Bilawal Bhutto Zardari set to become Pakistan’s new foreign minister

Updated on Apr 18, 2022 10:36 PM IST
Bilawal was reportedly reluctant to take on the foreign affairs portfolio as he believed it could affect his work as chairman of the PPP, but the thinking within the party’s inner circles was that he should become the minister with Khar, a former foreign minister, as his deputy.
Pakistan People’s Party (PPP) chief Bilawal Bhutto Zardari is expected to be made the foreign minister in Prime Minister Shehbaz Sharif’s coalition government. (AFP PHOTO.)
Pakistan People’s Party (PPP) chief Bilawal Bhutto Zardari is expected to be made the foreign minister in Prime Minister Shehbaz Sharif’s coalition government. (AFP PHOTO.)

Pakistan People’s Party (PPP) leader Bilawal Bhutto Zardari is expected to be named foreign minister in Prime Minister Shehbaz Sharif’s coalition government with Hina Rabbani Khar as his deputy, people familiar with developments said on Monday.

The appointments are part of the complicated negotiations between Sharif’s Pakistan Muslim League-Nawaz (PML-N) party and the PPP for sharing of key portfolios. While the PML-N is expected to retain crucial portfolios such as finance, defence and interior, the foreign and human rights ministries will go to the PPP, the people cited above said.

Bilawal was reportedly reluctant to take on the foreign affairs portfolio as he believed it could affect his work as chairman of the PPP, but the thinking within the party’s inner circles was that he should become the minister with Khar, a former foreign minister, as his deputy, the people said.

Under this formula, Bilawal would be expected to look after the more important aspects of the job, such as interacting with high-profile foreign visitors, while the day-to-day functioning of the Foreign Office would be handled by Khar, the people added.

Khar served as Pakistan’s foreign minister during 2011-2013, and was the youngest person and the first woman to hold the post. Khar was 33 years old when she became foreign minister in former premier Yousaf Raza Gilani’s government and, incidentally, Bilawal is expected to take on the position at the same age.

Khar also dealt with several crises during her stint, such as the fallout of the US special forces raid on Abbottabad that killed al-Qaeda chief Osama bin Laden, the killing of two Pakistani intelligence operatives in Lahore by CIA contractor Raymond Davis, and the accidental killing of 28 Pakistani soldiers by US-led NATO forces at Salala in the Mohmand tribal district. All three incidents occurred during her first year in the job.
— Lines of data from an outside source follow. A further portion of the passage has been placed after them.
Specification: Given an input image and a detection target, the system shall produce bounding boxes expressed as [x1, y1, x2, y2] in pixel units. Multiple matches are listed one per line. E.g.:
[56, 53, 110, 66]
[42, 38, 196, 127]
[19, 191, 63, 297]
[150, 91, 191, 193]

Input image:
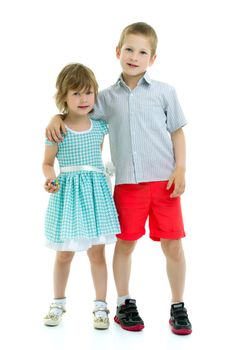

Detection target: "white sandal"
[44, 303, 66, 326]
[93, 306, 109, 329]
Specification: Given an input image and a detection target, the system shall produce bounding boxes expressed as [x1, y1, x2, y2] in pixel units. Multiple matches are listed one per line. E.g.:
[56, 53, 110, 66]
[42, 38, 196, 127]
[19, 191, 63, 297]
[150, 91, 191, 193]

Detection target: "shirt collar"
[116, 72, 151, 86]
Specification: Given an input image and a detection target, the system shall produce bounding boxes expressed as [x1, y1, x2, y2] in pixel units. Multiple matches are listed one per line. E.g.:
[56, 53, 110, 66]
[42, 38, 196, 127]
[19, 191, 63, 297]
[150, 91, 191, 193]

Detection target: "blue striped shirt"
[92, 73, 186, 184]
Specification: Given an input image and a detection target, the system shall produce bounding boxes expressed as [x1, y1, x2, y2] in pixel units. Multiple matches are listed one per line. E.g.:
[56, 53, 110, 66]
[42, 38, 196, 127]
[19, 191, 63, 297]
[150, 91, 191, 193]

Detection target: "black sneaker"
[114, 299, 144, 331]
[169, 303, 192, 335]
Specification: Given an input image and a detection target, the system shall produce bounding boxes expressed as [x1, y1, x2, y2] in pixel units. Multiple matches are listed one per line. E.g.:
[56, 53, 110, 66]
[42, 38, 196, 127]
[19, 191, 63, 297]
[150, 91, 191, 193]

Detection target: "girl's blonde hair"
[55, 63, 98, 114]
[117, 22, 158, 56]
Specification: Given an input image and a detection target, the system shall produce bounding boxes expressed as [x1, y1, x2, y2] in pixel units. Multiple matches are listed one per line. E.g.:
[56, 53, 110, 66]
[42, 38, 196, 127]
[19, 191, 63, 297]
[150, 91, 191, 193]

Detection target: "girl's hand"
[167, 168, 185, 198]
[45, 114, 66, 142]
[44, 179, 60, 193]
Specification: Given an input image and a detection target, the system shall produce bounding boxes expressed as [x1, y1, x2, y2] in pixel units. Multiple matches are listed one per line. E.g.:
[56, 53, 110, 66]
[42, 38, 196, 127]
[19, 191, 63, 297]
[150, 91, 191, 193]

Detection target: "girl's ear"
[116, 46, 121, 59]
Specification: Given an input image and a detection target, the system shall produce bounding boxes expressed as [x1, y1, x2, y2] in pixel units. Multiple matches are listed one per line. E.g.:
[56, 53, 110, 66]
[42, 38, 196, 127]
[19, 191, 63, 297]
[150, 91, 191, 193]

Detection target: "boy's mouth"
[78, 106, 89, 109]
[127, 63, 138, 68]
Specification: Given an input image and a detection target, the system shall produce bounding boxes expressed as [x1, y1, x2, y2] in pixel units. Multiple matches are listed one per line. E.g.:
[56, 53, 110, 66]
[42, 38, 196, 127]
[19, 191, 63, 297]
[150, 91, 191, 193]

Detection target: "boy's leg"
[87, 244, 107, 301]
[113, 239, 137, 297]
[113, 184, 150, 331]
[113, 239, 144, 331]
[161, 239, 192, 335]
[87, 244, 109, 329]
[161, 239, 186, 303]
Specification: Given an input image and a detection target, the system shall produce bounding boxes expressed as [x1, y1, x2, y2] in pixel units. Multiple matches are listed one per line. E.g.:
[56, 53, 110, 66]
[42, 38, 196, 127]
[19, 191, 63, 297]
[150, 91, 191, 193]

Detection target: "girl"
[43, 63, 120, 329]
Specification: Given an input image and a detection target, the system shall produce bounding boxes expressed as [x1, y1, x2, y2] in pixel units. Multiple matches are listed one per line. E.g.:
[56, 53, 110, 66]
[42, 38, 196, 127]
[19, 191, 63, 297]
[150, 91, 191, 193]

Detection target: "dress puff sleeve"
[45, 138, 56, 146]
[98, 120, 109, 135]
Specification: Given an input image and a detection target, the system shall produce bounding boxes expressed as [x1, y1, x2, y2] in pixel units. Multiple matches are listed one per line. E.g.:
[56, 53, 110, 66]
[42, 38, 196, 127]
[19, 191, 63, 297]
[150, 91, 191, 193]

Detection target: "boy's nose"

Members of Sharif’s cabinet were set to be sworn in on Monday night but the ceremony had to be deferred after President Arif Alvi, a loyalist of former Prime Minister Imran Khan, reportedly declined to administer the oaths. The Senate chairman, Sadiq Sanjarani, is expected to administer the oath to the cabinet members either on Tuesday or Wednesday.

Reports have suggested that Sharif plans to induct the cabinet members in two phases and it was not immediately clear whether Bilawal, the son of late former Prime Minister Benazir Bhutto and former president Asif Ali Zardari, will be inducted in the first phase.

Pakistan’s next foreign minister will have the task of rebuilding strained ties with the US, which were hurt by Khan’s repeated allegations about the Biden administration being part of a “foreign conspiracy” to oust his government. Khan lost a trust vote in Pakistan’s Parliament on April 10.

The US has rubbished Khan’s allegations, which were based on a diplomatic cable sent by the former Pakistani ambassador to Washington after a meeting with a senior official of the US state department.

Sharif has sought “meaningful engagement” and the peaceful resolution of outstanding disputes, including the “core issue of Jammu & Kashmir”, in a letter sent to his Indian counterpart Narendra Modi.